Use cylindrical shells to compute the volume of $y=x^2$ and $y=2-x^2$, revolved about $x=2$
$$x^2=2-x^2→2x^2=2→\frac{2x^2}2=\frac{2}2→x^2=1$$ $$x=1, x=-1$$
Radius is $$r=2-x$$ Height is $$x^2-(2-x^2)$$
Finding the Integral,
$$\int_{\neg1}^12π(2-x)(x^2-(2-x^2 ))dx=2π(\frac{4x^3}3-4x-\frac{2x^4}3+2x^2-x^2+\frac{x^4}6)+C$$
Finding the limits,
$$\lim_{x→-1+}2π(\frac{4x^3}3-4x-\frac{2x^4}3+2x^2-x^2+\frac{x^4}6)=2π(\frac{4(-1)^3}3-4(-1)-\frac{2(-1)^4}3+2(-1)^2-(-1)^2+\frac{(-1)^4}6)=19.897$$
$$\lim_{x→1-}2π(\frac{4x^3}3-4x-\frac{2x^4}3+2x^2-x^2+\frac{x^4}6)=2π(\frac{4(1)^3}3-4(1)-\frac{2(1)^4}3+2(1)^2-(1)^2+\frac{(1)^4}6)=-13.614$$
And finally, computing the volume from the obtained limits
$$V=-13.614-19.897=-33.510$$
So, if someone could let me know if (or where) I went wrong, that would be great.

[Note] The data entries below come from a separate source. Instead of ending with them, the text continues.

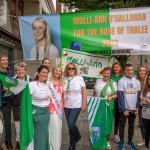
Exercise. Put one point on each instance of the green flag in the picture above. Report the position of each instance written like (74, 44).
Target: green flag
(8, 81)
(26, 121)
(97, 117)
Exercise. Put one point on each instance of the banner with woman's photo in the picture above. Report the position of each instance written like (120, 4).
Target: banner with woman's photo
(88, 65)
(115, 32)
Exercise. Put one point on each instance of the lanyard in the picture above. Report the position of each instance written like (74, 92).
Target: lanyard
(68, 84)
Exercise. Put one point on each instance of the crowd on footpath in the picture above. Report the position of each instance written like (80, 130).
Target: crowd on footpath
(56, 92)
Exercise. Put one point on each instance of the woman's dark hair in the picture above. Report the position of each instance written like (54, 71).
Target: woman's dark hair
(45, 59)
(117, 63)
(39, 70)
(146, 86)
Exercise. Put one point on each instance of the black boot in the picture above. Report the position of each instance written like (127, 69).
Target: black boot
(8, 144)
(17, 146)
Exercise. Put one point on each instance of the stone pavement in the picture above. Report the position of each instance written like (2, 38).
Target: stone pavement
(84, 143)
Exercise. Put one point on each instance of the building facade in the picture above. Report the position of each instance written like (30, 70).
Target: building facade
(10, 10)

In the region $-1 \leq x \leq1$, $2-x^2 > x^2$ (the $2-x^2$ curve is above the $x^2$ curve). So the height is $(2-x^2)-x^2$, not $x^2-(2-x^2)$.
This fix should simply change the sign of your answer -- which is exactly the issue you wanted to address!